We love learning more about our contributors, and an interview seemed like a fun way to hear more about the writers and artists we publish, so we gave them a choice of questions to answer. We hope you also enjoy hearing more about the artists and their works. Read on and check out issue 27 for work from K.M Naughton.
If you’re part of a workshop group or other creative community, tell us about it! How did it form, what do you all do, and how does it help your creative process?
There are three main writing groups in my life and they are all very different!
a. There’s the writing group we formed in November 2013 at our local library. Started out as a weekly write-in, and then November ended and... we just kept showing up. The library staff adopted us. It’s more a “group of writers” — we don’t workshop our writing; we talk about writing (we do occasionally actually write). “Laughing so hard that you can’t breathe” is a frequent and contagious malady for the Knox writers.
b. There’s the weekly online Zoom group, Written Off, a small crew of Melbourne writers who formed first in the pandemic and then grew over time, started by one very determined man. That’s a structured writing session: half an hour of chatting and catching up, then fifteen minutes with a drabble prompt as a warm up. We share the drabbles, take a break, then come back and work with a main prompt that someone has put together. There’s a rule: no apologising or negative talk about oneself or one’s writing. It’s amazing what a difference that makes.
Without this group, I wouldn’t have written the piece I wrote here – this is how I started writing shorter pieces, in an attempt to finish a piece from the prompt. It’s also how I started experimenting across genres and voices.
c. Last but definitely not least is the Melbourne writing Discord server that originally grew from the November challenge, nicknamed the “SS Gentle Cutlass.” We’ve been through some rough waters, but we’re now sailing calmer seas, with a wonderful, inclusive and supportive crew. In April and July we run a month-long collaborative writing exercise. This taught me how to collaborate and how to edit pieces while preserving someone else’s distinctive voice; it also taught me to embrace utter absurdity with a spontaneous live writing event where each chunk is shaped by the reactions and in-jokes of the audience.
We share writing resources and open markets, and without that, I wouldn’t have found out about After Happy Hour!
What is your creative process? Do you plan pieces out or let them happen as they come?

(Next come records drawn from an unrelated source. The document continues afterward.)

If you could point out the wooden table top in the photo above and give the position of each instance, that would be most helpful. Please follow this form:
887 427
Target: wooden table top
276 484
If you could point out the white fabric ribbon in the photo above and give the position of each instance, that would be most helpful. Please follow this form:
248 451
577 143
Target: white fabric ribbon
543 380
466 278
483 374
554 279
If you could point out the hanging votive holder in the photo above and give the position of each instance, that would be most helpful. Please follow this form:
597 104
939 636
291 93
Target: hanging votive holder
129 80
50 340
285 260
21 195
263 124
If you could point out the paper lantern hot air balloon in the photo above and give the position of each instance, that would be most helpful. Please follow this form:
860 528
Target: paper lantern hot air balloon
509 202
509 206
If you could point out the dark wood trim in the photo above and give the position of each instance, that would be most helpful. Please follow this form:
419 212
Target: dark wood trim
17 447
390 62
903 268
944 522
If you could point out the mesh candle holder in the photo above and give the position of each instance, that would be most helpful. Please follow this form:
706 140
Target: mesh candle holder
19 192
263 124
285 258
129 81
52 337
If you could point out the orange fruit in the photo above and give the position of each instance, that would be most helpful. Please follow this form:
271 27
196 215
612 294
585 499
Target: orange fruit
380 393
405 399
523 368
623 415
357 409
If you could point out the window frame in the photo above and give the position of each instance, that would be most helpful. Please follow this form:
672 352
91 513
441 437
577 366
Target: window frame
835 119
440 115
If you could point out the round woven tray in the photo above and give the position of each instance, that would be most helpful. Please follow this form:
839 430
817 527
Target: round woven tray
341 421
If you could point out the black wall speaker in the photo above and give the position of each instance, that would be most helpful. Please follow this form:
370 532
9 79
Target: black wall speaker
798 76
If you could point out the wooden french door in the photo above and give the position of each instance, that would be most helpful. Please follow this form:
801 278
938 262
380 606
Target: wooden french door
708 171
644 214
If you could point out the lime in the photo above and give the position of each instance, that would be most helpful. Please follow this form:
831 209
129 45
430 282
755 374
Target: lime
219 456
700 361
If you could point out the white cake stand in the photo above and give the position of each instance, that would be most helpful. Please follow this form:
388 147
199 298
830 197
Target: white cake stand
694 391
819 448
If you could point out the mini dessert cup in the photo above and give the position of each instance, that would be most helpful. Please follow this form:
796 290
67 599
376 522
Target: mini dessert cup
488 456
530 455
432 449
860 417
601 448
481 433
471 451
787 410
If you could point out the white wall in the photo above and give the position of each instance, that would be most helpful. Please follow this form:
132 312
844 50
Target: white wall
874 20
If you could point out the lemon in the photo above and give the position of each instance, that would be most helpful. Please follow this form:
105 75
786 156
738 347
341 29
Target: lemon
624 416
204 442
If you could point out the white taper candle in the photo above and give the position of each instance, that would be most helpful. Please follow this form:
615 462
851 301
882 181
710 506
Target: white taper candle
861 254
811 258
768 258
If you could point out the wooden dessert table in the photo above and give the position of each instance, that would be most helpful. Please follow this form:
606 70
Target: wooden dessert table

It’s a mix. Most of my short pieces are often born from the Written Off prompts, which means I have at most 20 minutes for them to come together. I usually know if I can finish a draft in that time – there’s a shape to them, a feeling of how to balance the narrative. Scratches had a concept, an opening image, and a sense of creeping unreality and fear.
For longer stories, I tend to have waypoints, critical scenes that have unfolded in my head. The discovery is figuring out how the story travels between those points. I learn about my world and my characters by writing them. “Nothing in this world exists until my characters trip over it” has mostly served me well. It does result in a need for continuity edits...
What do you do in the rest of your life and how does that connect and/or conflict with your creative life?
I often feel like my life is chaos. For the past four years, I’ve been focused on rebuilding our house in the woods after it was cut in half by a catastrophic storm. For the past two years I’ve been reconnecting with my music after years of neglect, writing songs, playing guitar, singing.
Professionally – mostly via short-term casual contracts – I’m a marine invertebrate biologist, a taxonomist, a genetics PhD and a dive guide. Science asks, “What if...?” and it’s the same question I ask when I write. There’s a sense of discovery, of wonder (especially if I end up on a research voyage for four weeks).
Disaster recovery is exhausting on every level. Sometimes finding the energy to write felt impossible; sometimes I was physically too sore to pick up my guitar. But the stories, the songs, and the sea – they help to make sense of everything else.
They remind me to be curious.
What is your white whale?
Marine invertebrate biologist, I said.
(did I pick that question entirely so I could make that joke?)
(...yes, yes I did.)
What is your favourite vice? What are you drinking at happy hour, in a literal or metaphorical sense?
Probably coffee is my favourite vice. I’m from Melbourne, after all -- we have a stereotype to maintain! But at happy hour, if I’m having a drink, I’m probably having whiskey on the rocks. I’m a lightweight, so it’s nice to have a drink I can just slowly sip and enjoy over a couple of hours.
I’m especially partial to an Irish whiskey called “Writer’s Tears” but maybe that’s just nominative determinism.